N'est-ce pas là une question d'éducation? Aujourd'hui, les parents ne sont-ils pas trop laxistes? Pensent-ils à coucher leurs enfants à une heure convenable afin de leur laisser le temps nécessaire, à leur âge, pour récupérer et repartir d'un bon pied pour une nouvelle journée de travail? Pensent-ils à passer un moment de partage avec leur progéniture plutôt que de céder à la facilité en les laissant passer des heures sur leur tablette pour jouer à des jeux trop souvent inadaptés à leur jeunesse?

Deuxième constat...

Il fut un temps, pas si lointain, où la semaine scolaire des écoliers comprenait une journée complète de congé, le jeudi, alors qu'ils allaient à l'école le samedi matin.

Horreur me direz-vous. Inimaginable!

Je suis bien conscient qu'il semble peu probable de revenir à une telle formule tant la pression de certains milieux est forte. Pensez donc, il deviendrait fort difficile pour ces familles de se rendre en week-end dans leur chalet en Valais.
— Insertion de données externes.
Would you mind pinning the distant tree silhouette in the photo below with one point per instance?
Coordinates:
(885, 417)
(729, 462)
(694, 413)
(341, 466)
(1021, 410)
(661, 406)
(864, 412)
Pourtant la formule ne manquait pas de points positifs.

D'un point de vue pédagogique, elle répondait au problème de la fatigue que constatent aujourd'hui les enseignants. La journée complète de congé en milieu de semaine permettait aux enfants de se "régénérer" et repartir en pleine forme le lendemain matin. C'était également l'opportunité de passer agréablement, en famille, une soirée un peu prolongée.
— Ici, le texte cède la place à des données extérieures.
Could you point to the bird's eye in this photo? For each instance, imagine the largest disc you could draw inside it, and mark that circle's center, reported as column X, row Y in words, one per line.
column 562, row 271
Le samedi matin était passablement apprécié. Etrangement tout ce petit monde, les enfants comme les instituteurs, y trouvaient leur compte. L'atmosphère de cette matinée était curieusement calme, sereine et les élèves étaient alors fort réceptifs.
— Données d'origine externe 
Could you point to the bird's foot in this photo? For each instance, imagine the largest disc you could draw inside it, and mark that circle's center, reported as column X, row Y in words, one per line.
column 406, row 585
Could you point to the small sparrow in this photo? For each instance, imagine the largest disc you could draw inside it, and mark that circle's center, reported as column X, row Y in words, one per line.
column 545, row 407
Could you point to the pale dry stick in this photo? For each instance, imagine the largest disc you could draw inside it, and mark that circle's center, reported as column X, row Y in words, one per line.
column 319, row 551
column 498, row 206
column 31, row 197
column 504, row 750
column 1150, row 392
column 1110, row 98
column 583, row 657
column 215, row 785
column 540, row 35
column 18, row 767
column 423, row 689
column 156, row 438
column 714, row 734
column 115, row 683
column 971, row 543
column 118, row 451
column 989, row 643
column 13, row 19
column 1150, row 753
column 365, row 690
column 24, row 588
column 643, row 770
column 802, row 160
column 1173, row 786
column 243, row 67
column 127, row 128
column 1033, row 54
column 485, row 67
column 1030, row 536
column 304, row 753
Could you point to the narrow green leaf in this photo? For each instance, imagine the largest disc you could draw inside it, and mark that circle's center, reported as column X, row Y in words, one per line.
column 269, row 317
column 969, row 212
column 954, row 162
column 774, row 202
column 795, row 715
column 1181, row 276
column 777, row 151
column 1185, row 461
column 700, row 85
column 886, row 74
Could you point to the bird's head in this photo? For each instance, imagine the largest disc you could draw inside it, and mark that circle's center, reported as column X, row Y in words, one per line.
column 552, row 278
Par ailleurs, ce découpage hebdomadaire permettait également aux parents de profiter pleinement d'un moment qui leur était réservé. Ils pouvaient ainsi se retrouver pour profiter d'un moment de partage. Faire les courses ensemble, passer tranquillement quelques instants intimes, venir en couple chercher son enfant à la sortie de l'école, permettre au père de prendre contact avec l'enseignant.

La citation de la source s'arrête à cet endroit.